I’m using it on an XP system (vista capable machine) but I haven’t tried it with Vista yet.
The software does work very very well and today I use DNS for about 40-50% of my writing/typing. That saves my hands and wrists quite a bit as I do a lot of writing and typing.
I found that it worked out of the box with decent accuracy, but it quickly learned (not training just writing some of my own stuff and the software getting used to my words, vocabulary, enunciation-or lack there of) fairly quickly. After a couple hours I did an hours worth of training and the accuracy improved tremendously.
I now do about 1 hour of training per month, just to kind of keep things fine tuned. Nuance doesn’t recommend that or anything, but it gives me some placebo like confidence that the software is working better, kind of like the old days when you would point your cell phone antenna towards a tower.

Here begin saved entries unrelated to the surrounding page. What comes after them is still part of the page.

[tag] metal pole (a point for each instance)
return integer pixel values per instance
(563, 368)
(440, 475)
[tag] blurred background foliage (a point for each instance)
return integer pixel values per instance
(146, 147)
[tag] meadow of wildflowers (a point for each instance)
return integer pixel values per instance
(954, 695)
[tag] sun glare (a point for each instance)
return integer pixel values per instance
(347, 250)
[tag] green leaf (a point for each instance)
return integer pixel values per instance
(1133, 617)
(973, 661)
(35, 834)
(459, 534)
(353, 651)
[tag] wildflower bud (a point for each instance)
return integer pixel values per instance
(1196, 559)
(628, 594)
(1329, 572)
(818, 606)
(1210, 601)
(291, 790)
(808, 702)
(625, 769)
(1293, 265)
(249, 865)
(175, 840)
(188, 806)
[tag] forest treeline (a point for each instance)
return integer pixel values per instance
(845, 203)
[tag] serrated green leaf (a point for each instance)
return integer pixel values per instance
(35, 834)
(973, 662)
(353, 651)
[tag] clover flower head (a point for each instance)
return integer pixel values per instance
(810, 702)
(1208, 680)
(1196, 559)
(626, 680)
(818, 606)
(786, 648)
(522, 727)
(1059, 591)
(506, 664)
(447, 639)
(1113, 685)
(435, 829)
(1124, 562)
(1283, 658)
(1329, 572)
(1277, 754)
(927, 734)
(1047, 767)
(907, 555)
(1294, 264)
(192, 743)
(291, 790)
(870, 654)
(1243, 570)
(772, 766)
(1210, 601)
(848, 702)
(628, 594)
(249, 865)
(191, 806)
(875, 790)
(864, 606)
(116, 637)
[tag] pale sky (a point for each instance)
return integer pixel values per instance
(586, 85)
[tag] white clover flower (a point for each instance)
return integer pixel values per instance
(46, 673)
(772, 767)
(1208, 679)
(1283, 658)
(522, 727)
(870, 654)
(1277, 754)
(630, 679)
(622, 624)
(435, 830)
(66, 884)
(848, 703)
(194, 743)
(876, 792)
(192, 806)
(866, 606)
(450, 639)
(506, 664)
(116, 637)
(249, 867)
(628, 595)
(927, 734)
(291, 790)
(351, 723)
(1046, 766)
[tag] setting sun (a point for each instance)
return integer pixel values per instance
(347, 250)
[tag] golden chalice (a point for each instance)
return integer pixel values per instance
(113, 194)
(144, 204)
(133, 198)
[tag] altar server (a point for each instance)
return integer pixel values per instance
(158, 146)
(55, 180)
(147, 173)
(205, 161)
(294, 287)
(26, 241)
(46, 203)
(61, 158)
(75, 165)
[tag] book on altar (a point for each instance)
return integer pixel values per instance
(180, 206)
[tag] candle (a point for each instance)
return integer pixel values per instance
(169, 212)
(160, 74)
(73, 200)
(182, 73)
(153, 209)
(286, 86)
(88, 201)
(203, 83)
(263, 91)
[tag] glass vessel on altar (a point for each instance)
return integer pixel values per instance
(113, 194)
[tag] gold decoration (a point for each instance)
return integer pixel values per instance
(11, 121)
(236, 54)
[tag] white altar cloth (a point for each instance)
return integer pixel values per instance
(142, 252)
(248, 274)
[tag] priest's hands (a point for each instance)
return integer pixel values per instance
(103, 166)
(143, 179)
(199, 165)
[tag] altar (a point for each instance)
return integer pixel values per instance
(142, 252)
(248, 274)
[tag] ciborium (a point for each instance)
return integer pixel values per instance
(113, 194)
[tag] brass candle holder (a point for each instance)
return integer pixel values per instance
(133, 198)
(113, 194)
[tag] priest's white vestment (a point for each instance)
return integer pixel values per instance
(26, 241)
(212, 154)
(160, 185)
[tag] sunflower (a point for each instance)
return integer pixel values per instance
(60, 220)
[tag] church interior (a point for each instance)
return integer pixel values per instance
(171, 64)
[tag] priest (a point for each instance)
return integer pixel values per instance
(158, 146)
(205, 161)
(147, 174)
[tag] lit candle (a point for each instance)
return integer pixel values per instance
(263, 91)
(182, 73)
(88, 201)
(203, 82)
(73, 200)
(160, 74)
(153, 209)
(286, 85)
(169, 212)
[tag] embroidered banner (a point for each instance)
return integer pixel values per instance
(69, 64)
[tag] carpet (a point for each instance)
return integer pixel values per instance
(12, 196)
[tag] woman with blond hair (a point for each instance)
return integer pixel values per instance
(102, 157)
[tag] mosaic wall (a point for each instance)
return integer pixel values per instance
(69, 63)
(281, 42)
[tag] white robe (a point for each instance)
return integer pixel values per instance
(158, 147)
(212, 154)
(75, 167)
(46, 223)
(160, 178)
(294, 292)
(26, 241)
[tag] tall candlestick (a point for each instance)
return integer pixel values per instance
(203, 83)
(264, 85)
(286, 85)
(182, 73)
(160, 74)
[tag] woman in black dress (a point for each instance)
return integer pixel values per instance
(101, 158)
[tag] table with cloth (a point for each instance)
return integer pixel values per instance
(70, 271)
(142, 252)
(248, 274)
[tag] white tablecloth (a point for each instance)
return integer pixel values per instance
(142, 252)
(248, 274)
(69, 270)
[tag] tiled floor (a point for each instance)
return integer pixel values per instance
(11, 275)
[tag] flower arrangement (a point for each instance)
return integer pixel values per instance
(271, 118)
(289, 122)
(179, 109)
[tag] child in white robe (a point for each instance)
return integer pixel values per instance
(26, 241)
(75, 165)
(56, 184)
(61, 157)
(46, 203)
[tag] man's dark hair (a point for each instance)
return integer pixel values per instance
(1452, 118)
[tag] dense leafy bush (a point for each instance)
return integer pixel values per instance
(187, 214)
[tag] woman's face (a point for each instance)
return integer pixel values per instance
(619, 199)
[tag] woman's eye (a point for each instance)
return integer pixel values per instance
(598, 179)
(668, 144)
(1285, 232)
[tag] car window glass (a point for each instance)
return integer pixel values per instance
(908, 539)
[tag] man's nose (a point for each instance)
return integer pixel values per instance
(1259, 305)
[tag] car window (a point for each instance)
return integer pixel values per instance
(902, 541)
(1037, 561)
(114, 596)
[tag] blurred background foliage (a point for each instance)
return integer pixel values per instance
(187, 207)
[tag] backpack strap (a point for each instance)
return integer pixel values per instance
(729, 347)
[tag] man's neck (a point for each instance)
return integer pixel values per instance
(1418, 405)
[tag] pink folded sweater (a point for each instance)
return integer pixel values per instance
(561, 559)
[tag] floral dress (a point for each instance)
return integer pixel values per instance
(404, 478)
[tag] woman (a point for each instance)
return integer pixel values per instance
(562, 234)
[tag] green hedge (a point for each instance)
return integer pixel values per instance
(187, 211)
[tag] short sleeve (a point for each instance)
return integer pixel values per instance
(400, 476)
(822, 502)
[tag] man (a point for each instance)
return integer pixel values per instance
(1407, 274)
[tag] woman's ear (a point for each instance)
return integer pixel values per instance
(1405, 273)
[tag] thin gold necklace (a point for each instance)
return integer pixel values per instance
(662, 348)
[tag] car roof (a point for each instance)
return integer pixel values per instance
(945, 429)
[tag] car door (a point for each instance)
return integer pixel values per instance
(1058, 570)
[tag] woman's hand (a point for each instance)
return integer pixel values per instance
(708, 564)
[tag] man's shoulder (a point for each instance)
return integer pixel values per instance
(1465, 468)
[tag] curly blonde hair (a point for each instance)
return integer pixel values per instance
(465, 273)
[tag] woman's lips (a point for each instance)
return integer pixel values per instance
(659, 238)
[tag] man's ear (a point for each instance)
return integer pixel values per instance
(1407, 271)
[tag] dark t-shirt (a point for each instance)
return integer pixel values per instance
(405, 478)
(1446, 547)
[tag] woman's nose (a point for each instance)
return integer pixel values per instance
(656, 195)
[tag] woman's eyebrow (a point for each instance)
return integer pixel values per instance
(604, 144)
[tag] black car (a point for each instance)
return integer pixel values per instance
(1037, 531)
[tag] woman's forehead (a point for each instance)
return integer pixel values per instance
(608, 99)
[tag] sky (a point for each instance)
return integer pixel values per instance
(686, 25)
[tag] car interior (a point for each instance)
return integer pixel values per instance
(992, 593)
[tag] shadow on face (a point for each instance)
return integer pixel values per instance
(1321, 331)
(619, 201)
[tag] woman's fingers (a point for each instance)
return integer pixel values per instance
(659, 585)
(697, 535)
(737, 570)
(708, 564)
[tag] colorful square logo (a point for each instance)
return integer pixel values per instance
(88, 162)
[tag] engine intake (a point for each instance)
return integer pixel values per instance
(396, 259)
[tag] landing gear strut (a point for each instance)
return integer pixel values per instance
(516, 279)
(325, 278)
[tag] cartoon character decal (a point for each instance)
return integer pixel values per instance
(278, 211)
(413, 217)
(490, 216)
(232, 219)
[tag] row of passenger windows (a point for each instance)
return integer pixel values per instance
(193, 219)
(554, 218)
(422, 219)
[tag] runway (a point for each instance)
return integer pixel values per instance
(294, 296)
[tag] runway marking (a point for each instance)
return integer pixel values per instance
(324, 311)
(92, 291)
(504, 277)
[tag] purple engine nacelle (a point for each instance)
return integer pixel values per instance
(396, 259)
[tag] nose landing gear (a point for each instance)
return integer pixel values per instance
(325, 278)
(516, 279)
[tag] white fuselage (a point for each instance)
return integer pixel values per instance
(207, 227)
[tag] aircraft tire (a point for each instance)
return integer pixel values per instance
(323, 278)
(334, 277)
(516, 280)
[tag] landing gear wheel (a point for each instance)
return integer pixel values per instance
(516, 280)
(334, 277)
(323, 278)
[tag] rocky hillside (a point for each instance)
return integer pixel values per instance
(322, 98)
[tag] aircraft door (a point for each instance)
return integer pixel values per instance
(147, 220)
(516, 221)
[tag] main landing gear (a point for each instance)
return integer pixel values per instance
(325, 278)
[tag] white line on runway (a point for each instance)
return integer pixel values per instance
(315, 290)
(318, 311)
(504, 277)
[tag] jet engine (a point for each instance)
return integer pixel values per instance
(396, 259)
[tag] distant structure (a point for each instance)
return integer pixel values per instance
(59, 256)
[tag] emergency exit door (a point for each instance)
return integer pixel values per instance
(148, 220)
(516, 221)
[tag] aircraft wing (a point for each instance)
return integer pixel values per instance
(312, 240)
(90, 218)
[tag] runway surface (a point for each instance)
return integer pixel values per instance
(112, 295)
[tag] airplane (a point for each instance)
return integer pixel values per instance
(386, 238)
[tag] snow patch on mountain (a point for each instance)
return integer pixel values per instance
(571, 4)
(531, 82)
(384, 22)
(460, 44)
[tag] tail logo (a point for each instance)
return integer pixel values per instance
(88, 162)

In general, I highly recommend the software, especially for anyone that uses a keyboard too much. I type about 80 words per minute touch typing and can type about 130 words per minute on average with DNS9.
I notice that errors or mistakes tend to pop up if my computer is running low on memory. DNS is a slight memory hog, but I use Firefox and that is a tremendous memory hog. If Firefox has been open with multiple tabs for several days on my machine, I see a bit of a degradation in DNS and usually restart firefox or sometimes the machine itself.
I’ve got 1 GB of ram on my laptop and will probably add a couple more soon and see if that helps. At worst its one more placebo I figure.